Speaker1: Love that so true. OK, we are up to the six quick questions, we're going to breathe through it because I'm super aware of the time here is so good.


Speaker2: Yeah, I'm good.


Speaker1: I'm good. All right. Good questions. Let's go. Question number one is what's your why why are you doing what you do?


Speaker2: Rove is self love, and I'm here to convert undercover Curley's to the Curlee world.


Speaker1: I love that. That's OK. Question number two is what do you think has been the number one marketing moment that made the business pop?


Speaker2: One really big moment that I do not expect it to be so big was Ryan Seacrest with Patty Rodriguez called me and they wanted to highlight my small business on the radio show in the middle of it, Patty Rodriguez, I met her briefly during an event one time, and little did I know she was going to have Ryan Seacrest call me. Ryan Seacrest is ready. Yeah, yeah, yeah. He has a big radio show on because if I'm in L.A. and they called me and they did like this whole little thing on me when I tell you our sales and our enquiry's and it was just insane. And I think that was like the first step towards like a mainstream audience seeing my little business.


Speaker1: Wow, that's amazing. Gosh. Question number three is where do you hang out to get smarter? What are you reading or listening to or subscribing to that is helping you get smarter?


Speaker2: I love audio books, I love reading, I love like I love. I'm here for it. But the last book that I read, just like gems, gems, dropping gems, it's called Rework. I really recommend Rework. It's by the founders of these camp and read it. It's still moving. Great.


Speaker1: I'm going to link that in the show notes. I'm definitely going to check it out myself. That sounds so cool. Question number four is how do you win the day? What are your AMPM rituals and habits that keep you feeling successful and motivated and happy?

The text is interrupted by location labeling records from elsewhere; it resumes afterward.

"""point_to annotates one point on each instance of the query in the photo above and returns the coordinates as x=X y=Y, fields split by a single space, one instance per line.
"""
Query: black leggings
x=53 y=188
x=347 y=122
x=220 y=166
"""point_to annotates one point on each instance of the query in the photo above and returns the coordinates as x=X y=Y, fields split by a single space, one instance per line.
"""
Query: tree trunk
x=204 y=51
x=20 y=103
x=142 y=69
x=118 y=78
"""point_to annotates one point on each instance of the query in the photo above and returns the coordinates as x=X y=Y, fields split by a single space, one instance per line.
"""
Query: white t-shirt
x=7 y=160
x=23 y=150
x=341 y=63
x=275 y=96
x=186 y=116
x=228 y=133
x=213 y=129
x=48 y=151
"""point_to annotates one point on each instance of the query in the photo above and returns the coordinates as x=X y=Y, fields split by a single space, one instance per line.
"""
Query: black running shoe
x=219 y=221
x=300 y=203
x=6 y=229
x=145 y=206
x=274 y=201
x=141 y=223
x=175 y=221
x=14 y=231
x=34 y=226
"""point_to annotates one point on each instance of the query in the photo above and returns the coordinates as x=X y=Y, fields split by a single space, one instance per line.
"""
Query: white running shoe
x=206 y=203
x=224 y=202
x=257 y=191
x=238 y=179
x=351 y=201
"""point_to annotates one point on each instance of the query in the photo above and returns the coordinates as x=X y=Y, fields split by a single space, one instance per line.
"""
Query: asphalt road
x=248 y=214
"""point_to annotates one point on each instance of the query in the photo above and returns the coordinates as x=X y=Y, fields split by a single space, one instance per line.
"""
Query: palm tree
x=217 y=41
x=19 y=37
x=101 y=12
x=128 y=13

Speaker2: Work life balance, I think that was the lesson I learned early on, was that in order for my business to run, well, I have to build the architecture of myself. And I have to understand that the end of the day, it's just hair. So I cannot kill myself over this. I cannot like you know, I can't compromise my health over this. So I make work life balance a really big part of the business culture. So I make sure that if I'm happy, our employees are happy. I feel like we will be way more productive and do much more quality work and it will come off to the customers as well. So like eating right, working out, having moments to disconnect, all of these things have been really important for me and the business.

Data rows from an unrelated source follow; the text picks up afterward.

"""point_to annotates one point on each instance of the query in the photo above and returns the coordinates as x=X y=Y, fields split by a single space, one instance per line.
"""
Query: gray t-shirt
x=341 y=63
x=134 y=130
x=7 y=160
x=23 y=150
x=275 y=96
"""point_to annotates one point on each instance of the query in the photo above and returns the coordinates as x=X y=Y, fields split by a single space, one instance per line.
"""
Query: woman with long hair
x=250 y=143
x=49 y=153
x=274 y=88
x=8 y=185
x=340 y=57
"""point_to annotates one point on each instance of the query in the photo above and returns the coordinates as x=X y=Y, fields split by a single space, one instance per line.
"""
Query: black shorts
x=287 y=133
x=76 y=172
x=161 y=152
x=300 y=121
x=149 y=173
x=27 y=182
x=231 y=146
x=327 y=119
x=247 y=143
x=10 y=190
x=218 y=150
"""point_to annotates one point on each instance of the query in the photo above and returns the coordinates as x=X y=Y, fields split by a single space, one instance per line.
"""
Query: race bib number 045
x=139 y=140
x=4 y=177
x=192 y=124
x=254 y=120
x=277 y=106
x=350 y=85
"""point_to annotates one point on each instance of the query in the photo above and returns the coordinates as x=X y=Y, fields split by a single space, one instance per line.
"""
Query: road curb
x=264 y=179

Speaker1: Mm hmm. Question number five, we're almost there is if you were given a one thousand dollar no strings attached Grant, where would you spend that money?


Speaker2: I would just get more product or like new product, anything new that I could give or whatever as many units I can afford with that one thousand dollars as long as I have my phone. That's exactly what I would do. And I would tell people about it and make a really fun video. And then I would make the video on talk. By the way, anyone who is starting or growing a business do not sleep on tick tock. Tick tock is the future.

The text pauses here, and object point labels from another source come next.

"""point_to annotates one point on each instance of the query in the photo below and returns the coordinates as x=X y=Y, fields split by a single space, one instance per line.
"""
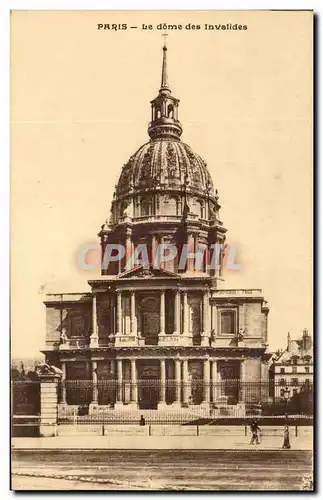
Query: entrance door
x=230 y=382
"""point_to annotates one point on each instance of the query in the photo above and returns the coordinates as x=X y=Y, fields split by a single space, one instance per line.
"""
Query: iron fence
x=227 y=398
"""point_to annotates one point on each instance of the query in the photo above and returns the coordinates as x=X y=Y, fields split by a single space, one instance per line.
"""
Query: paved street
x=160 y=469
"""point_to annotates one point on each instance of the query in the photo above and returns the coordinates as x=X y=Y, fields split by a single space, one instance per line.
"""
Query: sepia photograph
x=162 y=334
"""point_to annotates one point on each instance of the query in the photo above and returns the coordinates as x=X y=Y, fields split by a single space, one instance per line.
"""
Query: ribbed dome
x=167 y=163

Speaker1: It's so good, isn't it? I've been loving watching all the small businesses blow up on their. Yeah, and question number six, the last question is, how do you deal with failure? What's your mindset and approach when things don't go to plan? I think we've already touched on it, but all the same.


Speaker2: Yeah, I'm grateful. I'm grateful because what is better for you will always be for you. And when a door closes is because that door was there for you and the universe and life has a plan for you. So when something closes, don't be upset. Be grateful that you didn't go in a direction that wasn't going to serve you.


Speaker1: Julie, thank you so much for taking the time to be on the show. I am just in awe of you and your energy. I loved this chat so much and I'm so grateful that you gave me so much of your time. Thank you so much.


Speaker2: No, thank you. I'm honored to be on here. And thank you so much for having me.